NECO – Fica quieto, enlouqueceu? Esqueceu que foi combinado nunca mais se falar no professor? E outra, o que te deu pra defender bicha? Vai virar bicha também?

DIRCEU – Claro que não!! Só que ele é meu amigo e tenho medo que isso se espalhe.

NECO – Amigo? Ele enganou a gente!! Ele saía com a gente, fazia xixi do nosso lado, jogamos bola e tomávamos banho com ele..que nojo!! Ele deve ter nos desejado tomando banho e você ainda tem coragem de chamar de amigo.

DIRCEU – Sim, o amigo que te carregou três quarteirões quando você caiu da árvore, se machucou e ficou chorando dizendo que não conseguia botar o pé no chão.

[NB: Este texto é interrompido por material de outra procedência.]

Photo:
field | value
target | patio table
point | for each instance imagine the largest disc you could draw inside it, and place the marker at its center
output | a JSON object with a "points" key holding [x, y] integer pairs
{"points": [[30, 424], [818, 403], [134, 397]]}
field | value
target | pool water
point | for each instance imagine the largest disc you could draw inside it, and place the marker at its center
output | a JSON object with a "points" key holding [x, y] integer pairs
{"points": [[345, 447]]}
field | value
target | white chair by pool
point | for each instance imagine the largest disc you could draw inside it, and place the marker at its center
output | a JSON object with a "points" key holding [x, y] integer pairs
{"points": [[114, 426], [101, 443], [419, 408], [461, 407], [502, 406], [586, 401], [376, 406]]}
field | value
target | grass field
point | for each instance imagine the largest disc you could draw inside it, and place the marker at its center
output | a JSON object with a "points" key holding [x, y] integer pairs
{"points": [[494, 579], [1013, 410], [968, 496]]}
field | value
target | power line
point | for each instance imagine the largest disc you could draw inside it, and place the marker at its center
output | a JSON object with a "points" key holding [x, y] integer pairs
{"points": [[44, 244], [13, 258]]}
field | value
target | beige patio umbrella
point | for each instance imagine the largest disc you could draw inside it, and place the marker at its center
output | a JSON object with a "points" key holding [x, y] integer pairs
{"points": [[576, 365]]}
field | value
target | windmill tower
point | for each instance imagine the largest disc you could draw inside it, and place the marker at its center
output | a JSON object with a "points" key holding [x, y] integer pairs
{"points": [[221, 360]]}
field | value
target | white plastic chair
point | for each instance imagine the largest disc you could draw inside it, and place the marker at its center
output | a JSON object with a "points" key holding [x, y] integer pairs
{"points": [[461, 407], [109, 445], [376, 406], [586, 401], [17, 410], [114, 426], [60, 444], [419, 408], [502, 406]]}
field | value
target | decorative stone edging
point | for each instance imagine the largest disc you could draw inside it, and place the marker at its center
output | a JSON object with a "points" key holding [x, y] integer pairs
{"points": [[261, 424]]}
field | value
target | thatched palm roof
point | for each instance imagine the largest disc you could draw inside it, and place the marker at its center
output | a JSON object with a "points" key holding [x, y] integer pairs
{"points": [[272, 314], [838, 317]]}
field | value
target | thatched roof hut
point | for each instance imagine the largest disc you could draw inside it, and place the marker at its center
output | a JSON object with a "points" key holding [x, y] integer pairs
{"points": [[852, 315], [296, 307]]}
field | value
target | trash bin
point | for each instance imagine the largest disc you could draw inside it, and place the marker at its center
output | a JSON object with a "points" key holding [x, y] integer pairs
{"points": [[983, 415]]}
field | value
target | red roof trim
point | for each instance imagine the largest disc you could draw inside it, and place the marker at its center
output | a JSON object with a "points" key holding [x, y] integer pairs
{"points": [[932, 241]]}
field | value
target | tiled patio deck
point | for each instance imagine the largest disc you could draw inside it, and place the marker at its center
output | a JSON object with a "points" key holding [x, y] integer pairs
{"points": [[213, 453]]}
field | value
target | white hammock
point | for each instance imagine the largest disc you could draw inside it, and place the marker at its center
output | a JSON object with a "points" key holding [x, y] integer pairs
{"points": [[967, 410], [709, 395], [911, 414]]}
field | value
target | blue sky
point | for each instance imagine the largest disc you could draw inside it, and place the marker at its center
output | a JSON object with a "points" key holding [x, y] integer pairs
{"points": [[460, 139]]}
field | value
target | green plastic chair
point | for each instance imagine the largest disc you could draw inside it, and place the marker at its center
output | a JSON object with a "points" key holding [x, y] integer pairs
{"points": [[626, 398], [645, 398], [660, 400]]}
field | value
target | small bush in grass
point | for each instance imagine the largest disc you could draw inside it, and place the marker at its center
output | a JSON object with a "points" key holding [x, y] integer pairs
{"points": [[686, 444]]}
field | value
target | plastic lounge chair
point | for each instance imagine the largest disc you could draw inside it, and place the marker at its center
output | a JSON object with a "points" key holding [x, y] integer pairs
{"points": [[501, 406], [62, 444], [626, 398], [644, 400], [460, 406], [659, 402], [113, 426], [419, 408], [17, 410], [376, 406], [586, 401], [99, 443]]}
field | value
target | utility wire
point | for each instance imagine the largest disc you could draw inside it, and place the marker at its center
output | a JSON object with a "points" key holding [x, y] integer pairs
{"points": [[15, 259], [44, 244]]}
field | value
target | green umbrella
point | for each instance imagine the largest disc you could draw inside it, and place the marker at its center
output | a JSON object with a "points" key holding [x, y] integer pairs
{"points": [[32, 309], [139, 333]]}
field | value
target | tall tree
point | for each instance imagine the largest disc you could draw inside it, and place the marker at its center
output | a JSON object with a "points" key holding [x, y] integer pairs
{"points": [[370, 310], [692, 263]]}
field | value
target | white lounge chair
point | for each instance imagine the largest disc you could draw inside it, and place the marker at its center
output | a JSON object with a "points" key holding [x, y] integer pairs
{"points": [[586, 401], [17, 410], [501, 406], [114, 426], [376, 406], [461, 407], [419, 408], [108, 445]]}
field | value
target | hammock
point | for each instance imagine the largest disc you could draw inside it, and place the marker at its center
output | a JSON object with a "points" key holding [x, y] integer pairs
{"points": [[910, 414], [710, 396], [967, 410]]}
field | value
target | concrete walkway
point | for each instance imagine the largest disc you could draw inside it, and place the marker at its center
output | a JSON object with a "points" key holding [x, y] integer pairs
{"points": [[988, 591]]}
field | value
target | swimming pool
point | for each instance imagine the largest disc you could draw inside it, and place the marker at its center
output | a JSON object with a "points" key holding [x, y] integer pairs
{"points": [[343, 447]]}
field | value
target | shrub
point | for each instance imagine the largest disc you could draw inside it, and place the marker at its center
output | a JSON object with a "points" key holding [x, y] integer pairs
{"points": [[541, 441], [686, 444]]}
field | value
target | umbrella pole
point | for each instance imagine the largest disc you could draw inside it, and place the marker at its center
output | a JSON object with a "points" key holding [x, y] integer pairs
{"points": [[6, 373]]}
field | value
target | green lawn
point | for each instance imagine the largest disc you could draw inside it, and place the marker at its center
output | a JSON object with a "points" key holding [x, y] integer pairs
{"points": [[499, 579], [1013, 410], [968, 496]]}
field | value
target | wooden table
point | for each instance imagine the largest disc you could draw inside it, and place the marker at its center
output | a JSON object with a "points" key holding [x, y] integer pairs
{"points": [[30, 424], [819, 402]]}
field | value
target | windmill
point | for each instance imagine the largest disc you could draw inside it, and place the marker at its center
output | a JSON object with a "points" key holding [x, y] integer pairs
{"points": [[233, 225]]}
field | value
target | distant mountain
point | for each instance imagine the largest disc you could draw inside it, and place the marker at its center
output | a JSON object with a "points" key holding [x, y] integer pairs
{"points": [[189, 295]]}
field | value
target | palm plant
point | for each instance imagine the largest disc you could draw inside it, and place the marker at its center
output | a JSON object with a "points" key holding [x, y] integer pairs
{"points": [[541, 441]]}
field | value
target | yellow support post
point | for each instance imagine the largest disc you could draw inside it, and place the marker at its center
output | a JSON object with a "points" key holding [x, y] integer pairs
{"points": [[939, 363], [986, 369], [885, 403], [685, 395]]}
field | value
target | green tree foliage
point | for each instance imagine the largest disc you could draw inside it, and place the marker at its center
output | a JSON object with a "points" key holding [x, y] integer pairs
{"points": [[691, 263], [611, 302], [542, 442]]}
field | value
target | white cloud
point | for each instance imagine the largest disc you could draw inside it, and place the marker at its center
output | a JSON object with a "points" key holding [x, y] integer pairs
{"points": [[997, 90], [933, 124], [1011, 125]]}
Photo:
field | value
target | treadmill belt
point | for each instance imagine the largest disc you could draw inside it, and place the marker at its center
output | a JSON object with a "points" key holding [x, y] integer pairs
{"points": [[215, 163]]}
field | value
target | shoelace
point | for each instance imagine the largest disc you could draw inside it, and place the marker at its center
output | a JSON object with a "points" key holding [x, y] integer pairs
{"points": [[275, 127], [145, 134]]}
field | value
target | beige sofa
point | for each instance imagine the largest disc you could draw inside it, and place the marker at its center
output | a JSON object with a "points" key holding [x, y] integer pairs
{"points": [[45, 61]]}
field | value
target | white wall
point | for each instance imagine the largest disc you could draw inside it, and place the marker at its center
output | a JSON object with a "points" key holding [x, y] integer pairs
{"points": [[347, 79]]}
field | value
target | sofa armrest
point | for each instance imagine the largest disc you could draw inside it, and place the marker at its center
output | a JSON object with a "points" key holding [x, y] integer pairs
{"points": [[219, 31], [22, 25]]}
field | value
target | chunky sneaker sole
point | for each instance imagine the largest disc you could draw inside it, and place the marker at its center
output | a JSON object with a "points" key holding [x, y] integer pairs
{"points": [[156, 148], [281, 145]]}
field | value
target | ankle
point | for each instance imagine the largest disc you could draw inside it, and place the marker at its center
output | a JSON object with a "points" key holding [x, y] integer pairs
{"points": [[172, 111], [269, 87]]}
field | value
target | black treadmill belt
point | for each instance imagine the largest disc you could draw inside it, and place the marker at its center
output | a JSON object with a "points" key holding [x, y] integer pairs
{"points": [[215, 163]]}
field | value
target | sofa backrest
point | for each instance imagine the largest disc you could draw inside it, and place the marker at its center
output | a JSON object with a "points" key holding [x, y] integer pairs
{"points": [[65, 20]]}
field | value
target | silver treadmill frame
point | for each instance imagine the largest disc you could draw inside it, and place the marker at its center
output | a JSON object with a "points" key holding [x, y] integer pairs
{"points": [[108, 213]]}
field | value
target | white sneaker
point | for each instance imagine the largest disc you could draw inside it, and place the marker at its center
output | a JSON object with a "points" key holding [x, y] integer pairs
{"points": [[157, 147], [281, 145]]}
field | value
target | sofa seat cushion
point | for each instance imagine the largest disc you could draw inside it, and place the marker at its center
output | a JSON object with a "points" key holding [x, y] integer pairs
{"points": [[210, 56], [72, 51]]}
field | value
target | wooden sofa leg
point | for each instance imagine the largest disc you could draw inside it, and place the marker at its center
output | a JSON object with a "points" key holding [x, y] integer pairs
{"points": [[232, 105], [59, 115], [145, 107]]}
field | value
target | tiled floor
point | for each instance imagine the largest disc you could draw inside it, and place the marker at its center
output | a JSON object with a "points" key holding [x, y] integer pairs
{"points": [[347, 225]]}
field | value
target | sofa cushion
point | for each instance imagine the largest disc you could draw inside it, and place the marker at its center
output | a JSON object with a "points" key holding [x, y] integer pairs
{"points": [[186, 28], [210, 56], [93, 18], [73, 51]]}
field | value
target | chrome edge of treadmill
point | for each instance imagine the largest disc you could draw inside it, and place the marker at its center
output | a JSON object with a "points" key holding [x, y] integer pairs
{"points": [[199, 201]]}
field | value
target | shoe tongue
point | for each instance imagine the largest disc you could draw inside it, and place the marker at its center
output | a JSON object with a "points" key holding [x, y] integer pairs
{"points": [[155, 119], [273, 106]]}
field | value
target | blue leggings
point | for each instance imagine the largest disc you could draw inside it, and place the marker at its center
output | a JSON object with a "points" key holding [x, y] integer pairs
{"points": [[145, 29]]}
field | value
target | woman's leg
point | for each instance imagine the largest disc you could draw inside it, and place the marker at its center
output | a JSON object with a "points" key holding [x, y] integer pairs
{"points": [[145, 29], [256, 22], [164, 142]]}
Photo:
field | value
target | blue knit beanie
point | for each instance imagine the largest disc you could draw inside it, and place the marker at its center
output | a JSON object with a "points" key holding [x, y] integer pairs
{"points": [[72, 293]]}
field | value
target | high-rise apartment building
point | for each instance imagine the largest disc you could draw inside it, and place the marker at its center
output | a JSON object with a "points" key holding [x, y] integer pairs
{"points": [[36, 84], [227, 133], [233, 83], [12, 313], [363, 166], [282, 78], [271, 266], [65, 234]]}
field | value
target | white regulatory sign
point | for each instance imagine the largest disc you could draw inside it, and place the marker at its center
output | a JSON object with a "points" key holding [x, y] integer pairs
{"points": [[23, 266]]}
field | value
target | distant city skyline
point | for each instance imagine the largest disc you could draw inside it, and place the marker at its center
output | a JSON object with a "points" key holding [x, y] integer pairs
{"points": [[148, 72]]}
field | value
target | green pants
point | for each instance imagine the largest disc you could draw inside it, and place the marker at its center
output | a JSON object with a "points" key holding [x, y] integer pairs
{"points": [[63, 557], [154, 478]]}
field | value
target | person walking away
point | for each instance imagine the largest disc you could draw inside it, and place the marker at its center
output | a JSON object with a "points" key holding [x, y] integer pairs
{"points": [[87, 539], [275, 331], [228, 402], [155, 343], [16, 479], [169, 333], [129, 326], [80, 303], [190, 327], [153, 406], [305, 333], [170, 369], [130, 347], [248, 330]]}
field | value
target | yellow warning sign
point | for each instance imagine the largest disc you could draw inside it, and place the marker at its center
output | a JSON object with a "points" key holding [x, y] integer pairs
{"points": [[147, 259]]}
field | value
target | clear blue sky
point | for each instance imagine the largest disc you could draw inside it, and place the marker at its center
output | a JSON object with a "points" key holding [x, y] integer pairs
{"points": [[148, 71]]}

NECO – Isso é passado..E outra, eu não preciso espalhar nada, já se espalhou, a cidade toda está comentando.

DIRCEU – Está errado isso, falar das pessoas sem provas.

NECO – Eu vou provar.

DIRCEU – Como?

NECO – Eu vou seguir o Edu e vou olhar dentro da casa do escritor sem que percebam. Quando eu ver contarei ao pai dele.

DIRCEU – Pai? Você está doido? O seu Edmundo vai matar o Edu!!

NECO – Se matar será justo. Não há vergonha maior para um pai que ter um filho bicha.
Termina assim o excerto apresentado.